# Nitro MFM 159W Comparison...



## Guest (Jan 21, 2008)

Hey ppl!

I just bought a 2008 Nitro MFM 159W w/ Raiden Strike bindings. This is only the second board I have ever used and I'm wondering how it compares to other boards out there with similar aptitudes and what not.

It is easy for me to say "Wow this board is the wizzel, it's the best shizzel I've ever rizzeled... yo"

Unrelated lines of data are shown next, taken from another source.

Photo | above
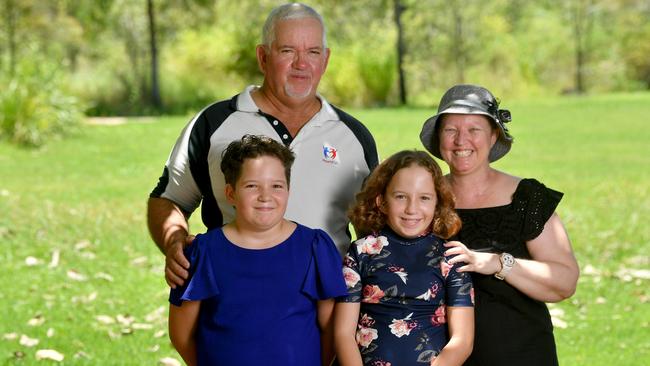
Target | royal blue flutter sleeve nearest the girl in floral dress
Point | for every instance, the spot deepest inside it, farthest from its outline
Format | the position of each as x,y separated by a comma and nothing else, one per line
324,278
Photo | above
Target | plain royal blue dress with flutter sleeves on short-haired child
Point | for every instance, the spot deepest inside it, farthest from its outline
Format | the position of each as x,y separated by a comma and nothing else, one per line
259,305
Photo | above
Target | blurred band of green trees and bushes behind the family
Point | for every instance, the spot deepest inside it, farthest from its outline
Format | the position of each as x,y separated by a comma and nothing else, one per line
67,58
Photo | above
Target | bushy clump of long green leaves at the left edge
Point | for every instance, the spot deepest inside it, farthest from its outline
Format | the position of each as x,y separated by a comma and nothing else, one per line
35,105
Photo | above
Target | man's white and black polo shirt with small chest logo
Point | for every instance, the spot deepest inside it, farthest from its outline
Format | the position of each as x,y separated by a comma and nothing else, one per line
334,154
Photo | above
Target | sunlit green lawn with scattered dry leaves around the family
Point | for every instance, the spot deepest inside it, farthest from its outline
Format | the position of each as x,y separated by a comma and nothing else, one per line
84,197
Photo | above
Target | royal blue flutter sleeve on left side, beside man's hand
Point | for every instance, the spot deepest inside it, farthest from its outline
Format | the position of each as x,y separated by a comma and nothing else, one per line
201,283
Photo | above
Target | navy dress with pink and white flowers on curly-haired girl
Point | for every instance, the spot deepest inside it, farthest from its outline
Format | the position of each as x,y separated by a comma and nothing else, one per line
404,286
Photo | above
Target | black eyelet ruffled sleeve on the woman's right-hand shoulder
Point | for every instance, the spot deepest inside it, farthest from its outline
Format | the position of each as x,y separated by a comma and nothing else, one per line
537,204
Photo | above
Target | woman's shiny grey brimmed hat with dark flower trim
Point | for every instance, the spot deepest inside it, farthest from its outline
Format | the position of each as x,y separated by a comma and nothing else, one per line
469,99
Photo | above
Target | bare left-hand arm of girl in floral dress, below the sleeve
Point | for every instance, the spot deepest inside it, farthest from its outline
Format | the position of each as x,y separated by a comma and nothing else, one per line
346,316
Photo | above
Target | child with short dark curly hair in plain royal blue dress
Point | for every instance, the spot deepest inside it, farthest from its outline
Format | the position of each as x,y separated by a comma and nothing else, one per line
261,288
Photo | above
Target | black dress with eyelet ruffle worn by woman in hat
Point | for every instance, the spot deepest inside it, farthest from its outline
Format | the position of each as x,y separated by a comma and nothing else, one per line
511,328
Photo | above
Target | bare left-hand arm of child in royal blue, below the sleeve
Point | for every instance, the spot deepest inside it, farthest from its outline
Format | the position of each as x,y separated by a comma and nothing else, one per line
182,329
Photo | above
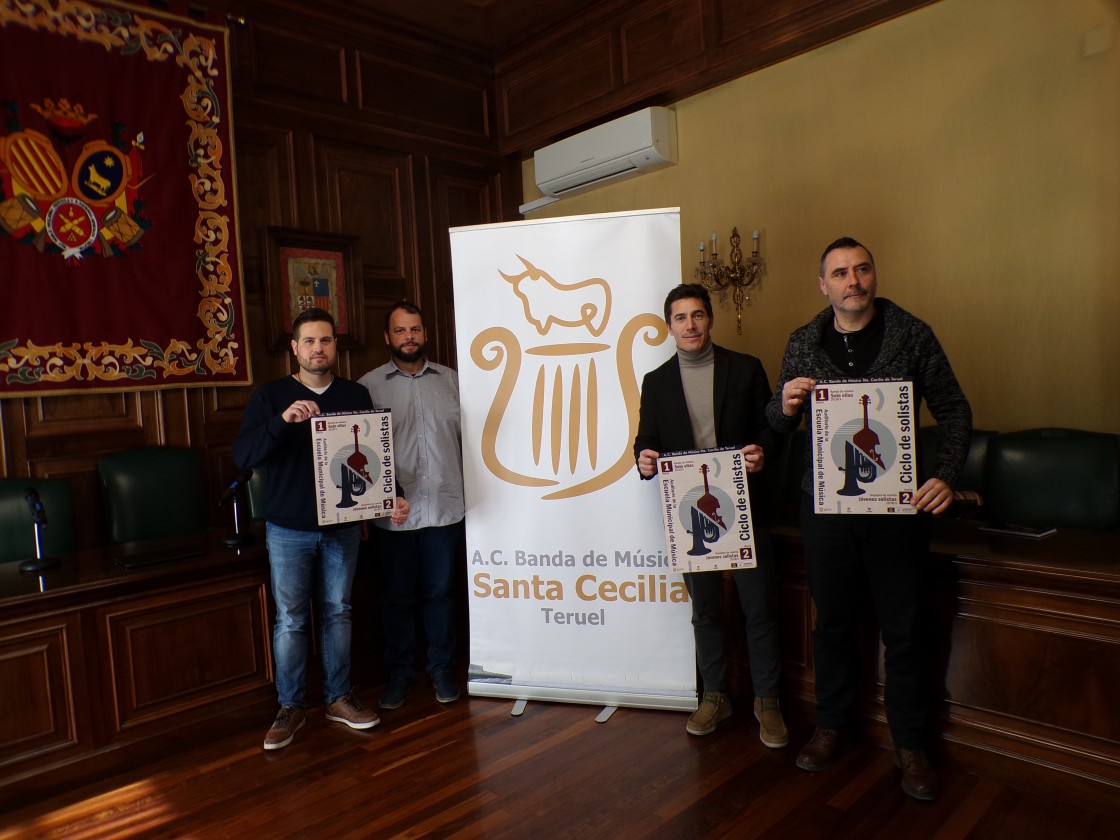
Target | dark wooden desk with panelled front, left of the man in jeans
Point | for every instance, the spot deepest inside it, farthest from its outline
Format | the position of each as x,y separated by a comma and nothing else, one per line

But that doesn't say much, now does it. So let me know if you've ridden boards that resembles the MFM and tell me how they compare!

Thanks!


----------



## Guest (Jan 23, 2008)

MFM is the shit and Nitro boards generally kick ass so I would imagine it holds its own


----------



## Guest (Jan 30, 2008)

*Love it!*

Personnally, I love the board and bindings... But it's just normal coming off a 5 year old Rossignol Dazer. I would've been pissed not to notice a difference right away! lol 

This Nitro board really feels great! Especially whrn doing jumps and stuff, landing with this wide board is a charm. Sratched all my base in my first use at my bonk-ass mountain... I guess its bound to happen, might as well be the first time on it lol


----------



## T.J. (Aug 28, 2007)

didnt krishan and sedition both just get this exact board? i'm sure they will give you a good head up on it.


----------



## kri$han (Feb 24, 2007)

Sedition got it too!?

*shakes fist*

yeap, i got it, the 157W and put my '08 burton cartels on it.... LOVE it, and I'm finding it hard to go back to riding my old option icon board so I can learn to do rails, haha...


----------